OK, so you’ve got data spread across a number of cloud applications and you have decided to bring that data together to understand your business better. Great. But you have customer information over here and order information over there, invoices in this system, and inventory in that one. When it comes to lining up the data, how does that work, really? In part one of this article, I will describe how to go about matching data across cloud apps. Be sure to read part two on data schema challenges related to getting the data you need from a particular app.

What you have is a schema problem. Each cloud app defines it’s own schema — a format for categorizing and storing data, sort of like the rows and columns in a spreadsheet. Your Customer Relationship Management (CRM) system will have detail about your customers organized one way, and your billing system will have lots of information about your invoices organized another. In order to bring that together, you need to match the customers in the one with the bills in the other.

In database parlance, this matching process is called a join. It would be relatively easy to join your data if everything had a standard format, but when you use disparate cloud apps, each app has its own way of doing things. You need to decide how to map data from one schema onto another. Where to begin?

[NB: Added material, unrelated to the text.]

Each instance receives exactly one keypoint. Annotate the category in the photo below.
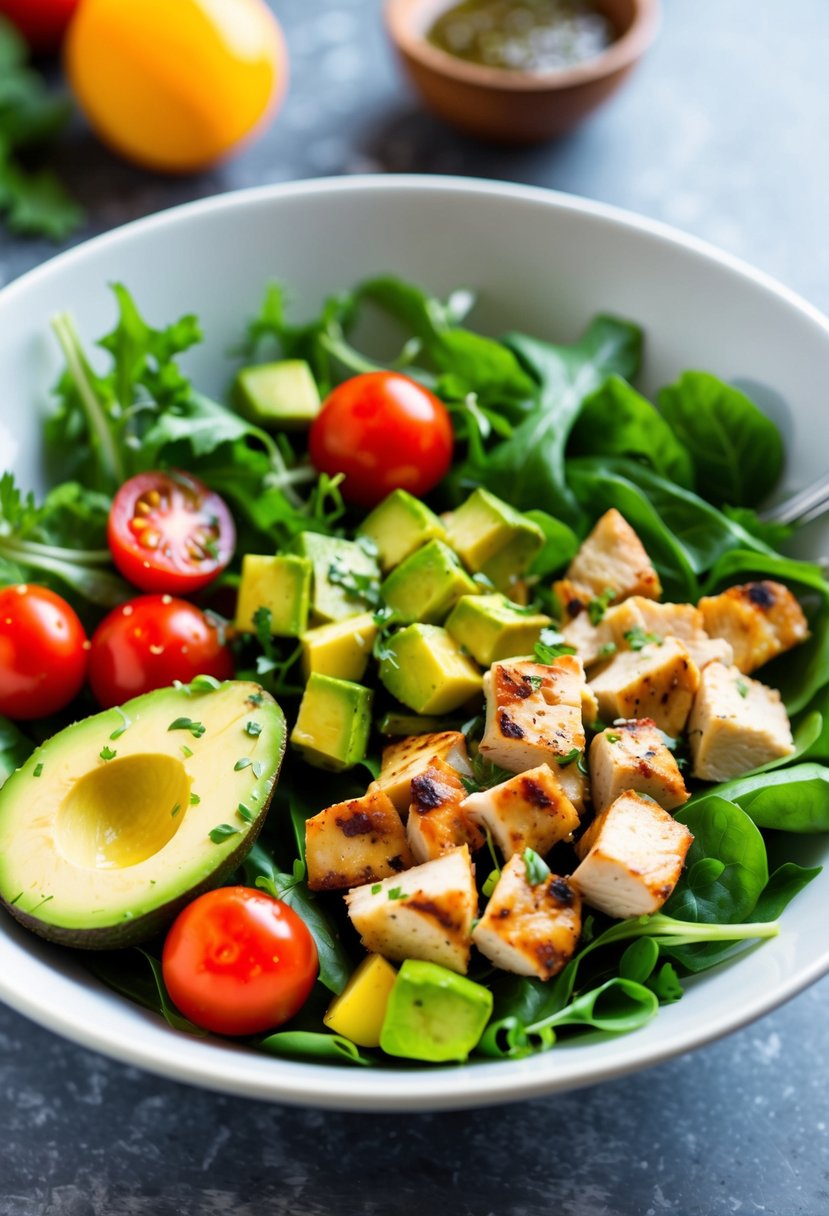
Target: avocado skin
(147, 925)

You can start by identifying the things that matter most to you — often called entities. Usually there are relatively few fundamental entities: customers, products, employees (etc).

Second, you should determine which of your apps “owns” each entity — for example, Customers belong to your CRM system, Products belong to your Inventory Management System (IMS), and Employees belong to your Human Resources (HR) system. We sometimes call the owner of record the master file for an entity.

Finally, you standardize your references to each entity. For example, while your accounting system will have information about customers, you may have determined that your CRM is the customer master file, so you want everything to point back to the CRM record of each customer. Typically, this means storing the ID from your CRM somewhere in your accounting system as a reference. Although storing these references may require uploading a file or even manually copying and pasting an ID from one system into another, the IDs should not change and you only have to create references when you add new entities (customers, products, etc).

A few key references across your cloud apps and a good integration system are all you need to start bringing all of that rich data together so you can gain new insights on your business. And all it takes is one or two key insights to make the effort you put into standardizing references really pay off.